Wednesday, 23 July 2025

The Temple Church

     After leaving the Garden Museum I retraced my steps, walking back along the river downstream to Westminster Bridge and the Tube, and took a train to Temple. 
     Out of the tube I passed Two Temple Place, a house designed by John Loughborough Pearson for the Astors.  Tudoresque, in Portland stone. Not the sort of thing one associates with Pearson but he acquits himself well enough.







      From there up some dark and steep steps into Essex St. Turning left into Devereux Court I found myself, finally, in Middle Temple.  The Temple is really a remarkable part of London - an interlocking series of lanes and courts, intimate and intricate, untrammelled by the worst aspects of 20th century architecture and planning.  It is a 'liberty', a sort of self-governing enclave within the City of London, a place of solicitors and lawyers.  My goal was the Temple Church, situated within the Inner Temple, and by shear luck it was open.
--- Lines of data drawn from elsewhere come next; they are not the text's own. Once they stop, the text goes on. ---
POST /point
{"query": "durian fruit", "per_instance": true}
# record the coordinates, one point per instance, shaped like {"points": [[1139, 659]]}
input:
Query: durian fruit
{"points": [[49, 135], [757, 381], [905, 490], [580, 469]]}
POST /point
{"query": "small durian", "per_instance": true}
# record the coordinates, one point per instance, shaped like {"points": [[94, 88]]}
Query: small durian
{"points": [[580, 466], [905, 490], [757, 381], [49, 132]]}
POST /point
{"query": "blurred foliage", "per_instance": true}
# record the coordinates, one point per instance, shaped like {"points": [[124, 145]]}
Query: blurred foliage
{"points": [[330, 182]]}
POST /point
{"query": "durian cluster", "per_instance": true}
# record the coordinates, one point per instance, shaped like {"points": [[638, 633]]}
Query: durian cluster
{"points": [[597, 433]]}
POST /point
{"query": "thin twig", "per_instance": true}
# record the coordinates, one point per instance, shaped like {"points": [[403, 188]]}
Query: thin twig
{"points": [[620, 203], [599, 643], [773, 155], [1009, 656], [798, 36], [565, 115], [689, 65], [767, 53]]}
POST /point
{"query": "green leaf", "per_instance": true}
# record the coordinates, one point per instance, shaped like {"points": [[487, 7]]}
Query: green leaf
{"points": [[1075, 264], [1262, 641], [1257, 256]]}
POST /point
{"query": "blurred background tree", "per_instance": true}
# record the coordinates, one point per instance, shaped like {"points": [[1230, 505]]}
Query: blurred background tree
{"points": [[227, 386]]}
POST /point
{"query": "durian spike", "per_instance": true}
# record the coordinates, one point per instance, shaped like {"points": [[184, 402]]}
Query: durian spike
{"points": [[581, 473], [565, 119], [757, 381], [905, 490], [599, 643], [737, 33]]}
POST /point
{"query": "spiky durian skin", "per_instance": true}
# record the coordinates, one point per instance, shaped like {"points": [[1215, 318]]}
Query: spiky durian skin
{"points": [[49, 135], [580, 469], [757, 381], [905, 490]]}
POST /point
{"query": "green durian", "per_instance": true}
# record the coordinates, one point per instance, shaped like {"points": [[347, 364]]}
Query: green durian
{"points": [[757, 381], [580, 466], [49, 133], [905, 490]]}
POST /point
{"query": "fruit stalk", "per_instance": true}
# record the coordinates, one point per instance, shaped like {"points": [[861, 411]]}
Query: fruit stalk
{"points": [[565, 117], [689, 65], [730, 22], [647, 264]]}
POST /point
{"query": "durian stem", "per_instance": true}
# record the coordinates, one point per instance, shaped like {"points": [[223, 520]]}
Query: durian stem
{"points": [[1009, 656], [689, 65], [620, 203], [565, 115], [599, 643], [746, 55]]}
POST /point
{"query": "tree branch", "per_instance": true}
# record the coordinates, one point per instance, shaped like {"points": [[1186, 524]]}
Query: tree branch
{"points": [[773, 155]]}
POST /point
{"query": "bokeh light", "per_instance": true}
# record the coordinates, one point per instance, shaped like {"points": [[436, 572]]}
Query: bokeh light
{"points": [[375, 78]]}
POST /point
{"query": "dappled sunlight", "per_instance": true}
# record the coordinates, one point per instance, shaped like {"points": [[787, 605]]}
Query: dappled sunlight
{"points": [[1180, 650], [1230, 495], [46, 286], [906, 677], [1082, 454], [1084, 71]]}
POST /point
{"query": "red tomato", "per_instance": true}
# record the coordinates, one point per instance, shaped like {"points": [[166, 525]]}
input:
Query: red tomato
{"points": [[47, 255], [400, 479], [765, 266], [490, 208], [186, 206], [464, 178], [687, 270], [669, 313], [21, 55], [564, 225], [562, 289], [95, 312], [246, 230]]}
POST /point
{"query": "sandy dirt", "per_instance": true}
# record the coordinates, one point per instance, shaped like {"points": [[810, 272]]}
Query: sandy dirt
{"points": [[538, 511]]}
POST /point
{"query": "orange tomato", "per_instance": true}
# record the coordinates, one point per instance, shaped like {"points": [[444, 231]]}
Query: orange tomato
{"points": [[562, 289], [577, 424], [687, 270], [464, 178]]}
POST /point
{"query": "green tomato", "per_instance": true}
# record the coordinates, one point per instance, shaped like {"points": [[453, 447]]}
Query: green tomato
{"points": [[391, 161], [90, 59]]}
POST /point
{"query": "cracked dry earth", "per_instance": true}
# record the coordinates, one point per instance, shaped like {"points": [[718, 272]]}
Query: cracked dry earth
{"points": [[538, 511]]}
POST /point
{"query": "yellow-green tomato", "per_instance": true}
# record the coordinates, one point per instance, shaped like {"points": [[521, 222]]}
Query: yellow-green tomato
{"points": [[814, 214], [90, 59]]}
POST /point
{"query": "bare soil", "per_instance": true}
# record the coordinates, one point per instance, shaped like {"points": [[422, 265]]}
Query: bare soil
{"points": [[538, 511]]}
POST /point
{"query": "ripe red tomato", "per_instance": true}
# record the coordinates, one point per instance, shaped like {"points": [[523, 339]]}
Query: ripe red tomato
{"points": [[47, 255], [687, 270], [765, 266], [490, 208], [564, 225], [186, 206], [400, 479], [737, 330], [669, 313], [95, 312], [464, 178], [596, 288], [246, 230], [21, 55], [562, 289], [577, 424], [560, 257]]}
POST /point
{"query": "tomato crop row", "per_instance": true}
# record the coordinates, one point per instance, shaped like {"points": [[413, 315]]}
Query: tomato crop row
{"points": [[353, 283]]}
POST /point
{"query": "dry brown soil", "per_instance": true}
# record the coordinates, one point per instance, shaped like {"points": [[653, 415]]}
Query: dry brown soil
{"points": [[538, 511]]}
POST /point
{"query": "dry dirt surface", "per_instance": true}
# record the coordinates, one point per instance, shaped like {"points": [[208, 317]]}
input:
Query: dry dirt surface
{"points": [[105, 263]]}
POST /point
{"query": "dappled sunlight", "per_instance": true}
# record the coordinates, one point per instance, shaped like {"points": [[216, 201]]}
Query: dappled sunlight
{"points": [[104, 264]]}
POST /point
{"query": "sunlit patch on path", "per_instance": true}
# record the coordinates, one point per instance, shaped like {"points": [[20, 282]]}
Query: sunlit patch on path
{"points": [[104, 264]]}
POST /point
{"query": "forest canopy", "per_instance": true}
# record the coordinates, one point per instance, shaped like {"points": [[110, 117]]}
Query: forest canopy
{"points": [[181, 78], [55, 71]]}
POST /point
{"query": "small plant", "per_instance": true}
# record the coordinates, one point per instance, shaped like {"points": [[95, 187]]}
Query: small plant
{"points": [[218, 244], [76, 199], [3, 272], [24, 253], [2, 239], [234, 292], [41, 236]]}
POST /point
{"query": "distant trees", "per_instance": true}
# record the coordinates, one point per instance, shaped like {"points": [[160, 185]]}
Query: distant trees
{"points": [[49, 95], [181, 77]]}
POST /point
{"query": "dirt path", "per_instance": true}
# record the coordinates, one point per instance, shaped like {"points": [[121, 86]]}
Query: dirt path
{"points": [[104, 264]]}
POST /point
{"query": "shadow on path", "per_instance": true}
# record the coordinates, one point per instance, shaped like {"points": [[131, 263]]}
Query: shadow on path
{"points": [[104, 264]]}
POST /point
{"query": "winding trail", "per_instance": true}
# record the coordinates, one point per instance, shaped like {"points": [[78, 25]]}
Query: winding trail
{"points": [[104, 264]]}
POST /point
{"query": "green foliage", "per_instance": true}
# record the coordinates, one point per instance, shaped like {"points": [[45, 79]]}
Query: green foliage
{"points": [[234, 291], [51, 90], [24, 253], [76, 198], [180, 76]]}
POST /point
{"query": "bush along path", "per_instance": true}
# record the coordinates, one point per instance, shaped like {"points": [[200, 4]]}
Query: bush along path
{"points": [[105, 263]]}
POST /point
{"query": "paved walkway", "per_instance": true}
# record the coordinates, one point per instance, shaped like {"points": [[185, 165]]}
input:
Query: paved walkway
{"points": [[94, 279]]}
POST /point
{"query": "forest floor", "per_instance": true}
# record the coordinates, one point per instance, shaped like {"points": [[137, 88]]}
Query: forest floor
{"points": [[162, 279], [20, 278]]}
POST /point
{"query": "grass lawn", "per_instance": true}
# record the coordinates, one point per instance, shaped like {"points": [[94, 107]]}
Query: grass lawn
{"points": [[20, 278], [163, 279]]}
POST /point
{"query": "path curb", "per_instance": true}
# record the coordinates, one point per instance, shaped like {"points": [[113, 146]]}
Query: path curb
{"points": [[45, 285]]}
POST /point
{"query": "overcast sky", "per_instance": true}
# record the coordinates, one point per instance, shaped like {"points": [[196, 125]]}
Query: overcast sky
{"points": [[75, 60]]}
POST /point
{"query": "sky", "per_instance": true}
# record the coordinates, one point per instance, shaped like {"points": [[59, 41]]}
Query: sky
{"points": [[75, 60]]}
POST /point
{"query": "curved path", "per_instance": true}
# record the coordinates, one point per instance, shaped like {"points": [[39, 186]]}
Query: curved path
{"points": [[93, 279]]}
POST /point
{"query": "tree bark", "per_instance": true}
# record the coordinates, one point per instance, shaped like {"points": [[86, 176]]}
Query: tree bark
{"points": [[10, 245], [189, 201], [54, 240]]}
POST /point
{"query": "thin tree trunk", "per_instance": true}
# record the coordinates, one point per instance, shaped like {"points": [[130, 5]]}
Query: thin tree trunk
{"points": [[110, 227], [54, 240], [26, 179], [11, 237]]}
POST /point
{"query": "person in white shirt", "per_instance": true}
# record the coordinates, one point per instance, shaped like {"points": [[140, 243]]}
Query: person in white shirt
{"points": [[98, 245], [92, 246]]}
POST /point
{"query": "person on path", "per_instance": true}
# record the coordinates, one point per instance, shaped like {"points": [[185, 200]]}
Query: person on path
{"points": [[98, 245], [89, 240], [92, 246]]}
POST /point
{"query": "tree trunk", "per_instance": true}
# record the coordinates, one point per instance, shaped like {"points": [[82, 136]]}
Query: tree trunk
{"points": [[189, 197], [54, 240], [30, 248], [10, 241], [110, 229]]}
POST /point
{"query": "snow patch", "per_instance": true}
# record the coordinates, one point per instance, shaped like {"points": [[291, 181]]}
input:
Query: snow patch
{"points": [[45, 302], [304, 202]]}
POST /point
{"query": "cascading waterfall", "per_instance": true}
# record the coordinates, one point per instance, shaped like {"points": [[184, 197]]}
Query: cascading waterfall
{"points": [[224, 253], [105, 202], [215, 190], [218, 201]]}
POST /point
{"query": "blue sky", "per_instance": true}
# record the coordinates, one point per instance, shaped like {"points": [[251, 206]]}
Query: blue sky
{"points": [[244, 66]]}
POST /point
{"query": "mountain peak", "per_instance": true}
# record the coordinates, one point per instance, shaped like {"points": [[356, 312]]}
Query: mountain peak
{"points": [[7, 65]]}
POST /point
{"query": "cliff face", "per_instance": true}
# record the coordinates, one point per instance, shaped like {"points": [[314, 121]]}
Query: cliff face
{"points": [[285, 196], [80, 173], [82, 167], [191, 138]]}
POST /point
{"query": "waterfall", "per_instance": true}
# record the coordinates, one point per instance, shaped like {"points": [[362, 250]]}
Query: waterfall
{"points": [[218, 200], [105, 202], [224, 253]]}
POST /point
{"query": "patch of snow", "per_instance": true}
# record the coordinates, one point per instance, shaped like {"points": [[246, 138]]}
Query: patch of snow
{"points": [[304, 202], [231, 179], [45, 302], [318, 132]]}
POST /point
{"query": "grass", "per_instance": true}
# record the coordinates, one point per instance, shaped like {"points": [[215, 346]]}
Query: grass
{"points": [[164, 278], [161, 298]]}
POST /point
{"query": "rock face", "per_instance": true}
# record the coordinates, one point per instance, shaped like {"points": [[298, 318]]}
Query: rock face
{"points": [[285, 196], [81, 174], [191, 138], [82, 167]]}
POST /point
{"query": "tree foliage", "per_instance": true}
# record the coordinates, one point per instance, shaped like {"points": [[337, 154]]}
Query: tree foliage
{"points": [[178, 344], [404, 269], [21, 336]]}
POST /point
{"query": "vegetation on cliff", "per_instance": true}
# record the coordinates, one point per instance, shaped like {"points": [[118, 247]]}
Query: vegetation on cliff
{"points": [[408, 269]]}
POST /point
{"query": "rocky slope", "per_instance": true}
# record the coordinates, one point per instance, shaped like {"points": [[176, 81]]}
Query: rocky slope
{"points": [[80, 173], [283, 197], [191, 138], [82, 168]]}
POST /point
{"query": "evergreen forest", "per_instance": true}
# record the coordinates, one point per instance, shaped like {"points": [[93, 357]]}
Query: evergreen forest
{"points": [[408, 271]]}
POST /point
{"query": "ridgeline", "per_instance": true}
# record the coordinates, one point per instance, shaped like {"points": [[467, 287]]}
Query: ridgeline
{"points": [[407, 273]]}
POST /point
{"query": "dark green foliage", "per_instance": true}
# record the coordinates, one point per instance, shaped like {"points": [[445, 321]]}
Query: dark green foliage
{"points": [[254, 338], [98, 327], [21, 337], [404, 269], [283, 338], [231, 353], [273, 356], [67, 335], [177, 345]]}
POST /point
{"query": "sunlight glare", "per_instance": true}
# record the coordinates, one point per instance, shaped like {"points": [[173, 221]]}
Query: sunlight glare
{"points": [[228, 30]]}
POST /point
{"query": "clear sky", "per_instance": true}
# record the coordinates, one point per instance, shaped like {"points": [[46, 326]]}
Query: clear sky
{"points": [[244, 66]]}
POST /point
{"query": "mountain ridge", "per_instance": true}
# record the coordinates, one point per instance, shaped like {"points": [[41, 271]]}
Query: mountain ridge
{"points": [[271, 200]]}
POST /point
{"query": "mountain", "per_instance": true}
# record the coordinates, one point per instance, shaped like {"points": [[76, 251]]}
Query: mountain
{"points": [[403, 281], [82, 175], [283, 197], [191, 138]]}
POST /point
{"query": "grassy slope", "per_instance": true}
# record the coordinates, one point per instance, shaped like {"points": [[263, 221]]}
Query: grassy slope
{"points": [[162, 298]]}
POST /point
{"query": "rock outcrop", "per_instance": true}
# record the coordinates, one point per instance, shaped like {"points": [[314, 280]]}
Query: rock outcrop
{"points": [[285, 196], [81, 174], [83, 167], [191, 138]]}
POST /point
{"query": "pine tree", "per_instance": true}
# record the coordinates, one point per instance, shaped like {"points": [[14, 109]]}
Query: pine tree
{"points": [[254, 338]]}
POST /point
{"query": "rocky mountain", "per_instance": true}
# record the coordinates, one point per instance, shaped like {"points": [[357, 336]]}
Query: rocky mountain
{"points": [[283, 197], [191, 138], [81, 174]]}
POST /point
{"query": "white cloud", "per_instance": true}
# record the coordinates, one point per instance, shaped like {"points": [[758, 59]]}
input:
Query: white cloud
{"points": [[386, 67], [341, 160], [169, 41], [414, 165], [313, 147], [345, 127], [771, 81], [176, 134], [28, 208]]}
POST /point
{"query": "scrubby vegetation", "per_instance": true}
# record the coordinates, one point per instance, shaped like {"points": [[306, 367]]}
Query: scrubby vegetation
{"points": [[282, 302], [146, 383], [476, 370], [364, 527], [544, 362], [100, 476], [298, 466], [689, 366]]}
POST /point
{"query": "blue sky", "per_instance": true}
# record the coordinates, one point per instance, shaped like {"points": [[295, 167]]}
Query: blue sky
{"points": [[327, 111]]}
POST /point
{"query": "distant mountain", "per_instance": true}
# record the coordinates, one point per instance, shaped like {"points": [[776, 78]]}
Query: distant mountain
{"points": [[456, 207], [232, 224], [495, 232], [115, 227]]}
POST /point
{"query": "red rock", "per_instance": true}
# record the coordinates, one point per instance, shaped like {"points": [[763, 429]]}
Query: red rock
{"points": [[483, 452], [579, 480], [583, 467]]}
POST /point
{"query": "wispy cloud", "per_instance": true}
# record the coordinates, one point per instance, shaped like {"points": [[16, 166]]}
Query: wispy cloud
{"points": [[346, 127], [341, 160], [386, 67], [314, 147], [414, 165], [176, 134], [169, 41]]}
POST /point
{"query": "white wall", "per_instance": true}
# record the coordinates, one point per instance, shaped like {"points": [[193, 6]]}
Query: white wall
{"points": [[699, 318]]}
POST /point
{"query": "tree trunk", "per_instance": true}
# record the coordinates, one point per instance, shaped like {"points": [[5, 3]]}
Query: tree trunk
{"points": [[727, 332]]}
     This was the second Anglican Establishment church of the day - it being a Royal Peculiar (i.e. being outside of normal episcopal jurisdiction).  It was also the second round nave of the trip away.  Like the Round Church in Cambridge, Temple Church it is connected to the religious orders founded during the Crusades.  In this case the Templars and the Hospitallers, who, after the suppression of the Templar order in 1312, were granted the site.
     Temple Church consists of two parts: the circular nave (Transitional Gothic, consecrated 1185) and the Choir which is Early English, vast and serene.  Deliciously cool too, on such a hot day.  It has been speculated (by Diarmaid Mcculloch among others) that the nave which is based not (only) on the Anastasis rotunda, but the second Late Antique centralized structure in Jerusalem: the Dome of the Rock, which was by the 12th century erroneously believed to be the Temple (the 2nd Temple) in which Christ was presented in the flesh. I'm not sure what the consensus is on the origins of the Temple nave.  The website of the Temple Church, does not mention any link. The Temple rotunda however does have a three story internal elevation like the Anastasis, but of a form such as you might find in a grander Norman cathedral or abbey church. (As has the Round Church in Cambridge.) Importantly, the nave contains a number of Templar effigies, and on the exterior sports a very fine Romanesque w door.
     The choir is that rare, almost unique, thing in the British Isles - a 'hall church', that is the vaulted nave and aisles are the same height.  It was consecrated on Ascension Day 1240.  The church was restored by Blore in the 19th century and suffered heavily in the Blitz.  The effigies in the nave were seriously damaged, as were the Purbeck marble piers in the choir.  After the War the piers were replaced without taking down the original Medieval vaults.  Quite the undertaking.  The opportunity was also taken to restore Wren's altarpiece to the church (it had been removed in the 19th century).  A fine thing it is too.  Blore's extensive Gothic Revival decorative scheme was not re-instated, the architect Walter Godfrey designing new furnishings in a Neo-Georgian style.  I think the result is just right.  It's all rather lucid and beautiful.